Le nom de Positano est censé provenir d'une légende. On raconte que le tableau de la Madone se trouvait à bord d'un navire turc qui s'était échoué au large jusqu'à ce que le capitaine entende une voix murmurer "posa, posa". Le tableau fut jeté à la mer et les Positaniens le retrouvèrent à l'endroit où se trouve aujourd'hui l'église, réalisant que la Vierge avait choisi leur ville comme demeure. Les Grecs et les Phéniciens ont fréquenté le territoire de l'actuelle Positano, mais peut-être uniquement pour commercer avec les habitants ou pour s'approvisionner.
Les Romains, en revanche, toujours à l'affût de lieux charmants où les classes aisées pouvaient pratiquer leur "otium", construisirent une villa sur l'actuelle Spiaggia Grande (Grande Plage) et l'on raconte que l'empereur Tibère, qui ne faisait pas confiance aux habitants de Capri, dont il craignait qu'ils ne l'empoisonnent, envoya une trirème acheter de la farine dans un moulin de Positano. C'est au Moyen Âge que l'on trouve une autre version du nom qui fait référence à un tableau vénéré par les habitants de Positano : la Madone de la mer. Une tradition transmise de génération en génération raconte qu'un tableau de la Mère du Christ a été embarqué sur un bateau de "mécréants". Après un long pèlerinage, le bateau est arrivé au large de Positano et s'est arrêté malgré toutes les tentatives humaines des marins étonnés. Selon l'histoire, c'était l'effigie sacrée elle-même, avec le cri de " Posa, posa ". a ordonné à l'équipage de le laisser sur la plage pour que les habitants puissent l'honorer.

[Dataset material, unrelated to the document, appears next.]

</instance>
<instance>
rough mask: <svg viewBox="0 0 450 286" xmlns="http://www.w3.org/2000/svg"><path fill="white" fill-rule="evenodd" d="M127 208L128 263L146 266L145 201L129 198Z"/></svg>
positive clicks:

La chute de l'Empire romain a ouvert une période sombre dont on sait peu de choses, du moins jusqu'au 9e siècle, lorsque la République d'Amalfi est devenue une puissance maritime respectée et que Positano a intégré son territoire en profitant des avantages offerts par le commerce maritime. Une concurrence subtile entre les villes d'Amalfi et de Positano peut être observée dans la dispute historique sur le lieu de naissance de Flavio Gioia, l'inventeur mythique de la boussole, que chacune des deux villes revendique.
La conquête normande des territoires amalfitains avec la perte de leur autonomie et les raids ultérieurs des pirates sarrasins coïncident avec une période de décadence et d'instabilité où le risque d'être vendu comme esclave sur les marchés d'Afrique du Nord plane sur la population. À cette époque et sur ordre du vice-roi Pietro da Toledo, les tours de guet qui parsèment encore le paysage de Fornillo la Trasita et de la Sponda
La famine, la peste et les raz-de-marée ont frappé cette municipalité aux XVIe et XVIIe siècles, provoquant un dépeuplement important.
Au XVIIIe siècle, les choses commencent à s'améliorer, comme en témoignent les nombreuses villas de style baroque tardif, et la ville devient une destination privilégiée pour les grands tours qu'entreprennent les héritiers des riches familles européennes. Devenue la résidence de nombreux artistes importants, Positano a été immortalisée dans nombre de leurs œuvres, devenant ainsi célèbre dans le monde entier.